How to Become a Pediatric Intensive Care Nurse

To pursue a career as a PICU nurse, there are several paths you can take:

  1. Education: You can start as an entry-level PICU nurse with an associate degree in nursing (ADN) after completing two years of college. However, many employers prefer a Bachelor of Science in Nursing (BSN) degree, which takes four years to complete.

  2. Licensure: After earning your degree, you must pass the National Council Licensure Examination for Registered Nurses (RNs) and obtain an RN license.

  3. Certification: Once you have gained experience as a PICU nurse, you may consider earning certifications to further enhance your skills and career prospects. The critical care registered nurse pediatric credential from the American Association of Critical-Care Nurses is a popular choice.

Salary Overview

While specific salary data for PICU nurses is limited, Payscale reports an average annual salary of $81,460 and an hourly salary of $32.60 as of December 2022. Factors such as geographic location, experience, and certifications can influence PICU nurse salaries.

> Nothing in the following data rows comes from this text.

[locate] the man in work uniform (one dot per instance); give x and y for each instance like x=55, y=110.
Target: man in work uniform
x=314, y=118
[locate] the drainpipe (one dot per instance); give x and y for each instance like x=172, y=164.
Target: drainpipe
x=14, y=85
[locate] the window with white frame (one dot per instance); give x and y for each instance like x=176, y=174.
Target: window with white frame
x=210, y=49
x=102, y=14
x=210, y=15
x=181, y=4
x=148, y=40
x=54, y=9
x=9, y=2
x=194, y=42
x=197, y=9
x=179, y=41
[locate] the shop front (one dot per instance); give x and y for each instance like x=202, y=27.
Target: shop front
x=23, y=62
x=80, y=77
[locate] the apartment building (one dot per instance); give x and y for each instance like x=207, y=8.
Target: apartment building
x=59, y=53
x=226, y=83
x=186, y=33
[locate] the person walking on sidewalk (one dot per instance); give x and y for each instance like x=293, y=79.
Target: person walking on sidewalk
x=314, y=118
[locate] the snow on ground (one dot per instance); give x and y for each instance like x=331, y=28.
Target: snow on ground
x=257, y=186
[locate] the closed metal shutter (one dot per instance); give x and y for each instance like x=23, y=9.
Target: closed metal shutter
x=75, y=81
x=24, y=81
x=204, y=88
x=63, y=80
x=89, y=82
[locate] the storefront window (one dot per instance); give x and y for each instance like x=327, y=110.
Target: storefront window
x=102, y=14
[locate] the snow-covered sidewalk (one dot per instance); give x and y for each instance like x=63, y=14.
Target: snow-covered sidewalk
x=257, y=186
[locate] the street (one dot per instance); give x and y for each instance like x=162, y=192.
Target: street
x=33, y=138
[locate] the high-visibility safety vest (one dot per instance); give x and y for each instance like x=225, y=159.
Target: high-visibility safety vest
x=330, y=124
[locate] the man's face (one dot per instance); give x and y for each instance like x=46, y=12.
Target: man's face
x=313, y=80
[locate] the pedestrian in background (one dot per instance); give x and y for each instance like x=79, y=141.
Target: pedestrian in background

Becoming a Pediatric Intensive Care Nurse offers a rewarding and fulfilling career path. The role of a PICU nurse is critical in providing specialized care to some of the most vulnerable children in hospitals. By excelling in this unique and demanding field, you can make a positive impact on the lives of young patients and their families. If you are passionate about working in a collaborative team environment, managing challenging situations, and providing empathetic care, a career as a PICU nurse may be the perfect fit for you.

Embrace this rewarding journey, and embark on a path that combines your passion for nursing with the opportunity to make a lasting difference in the lives of children.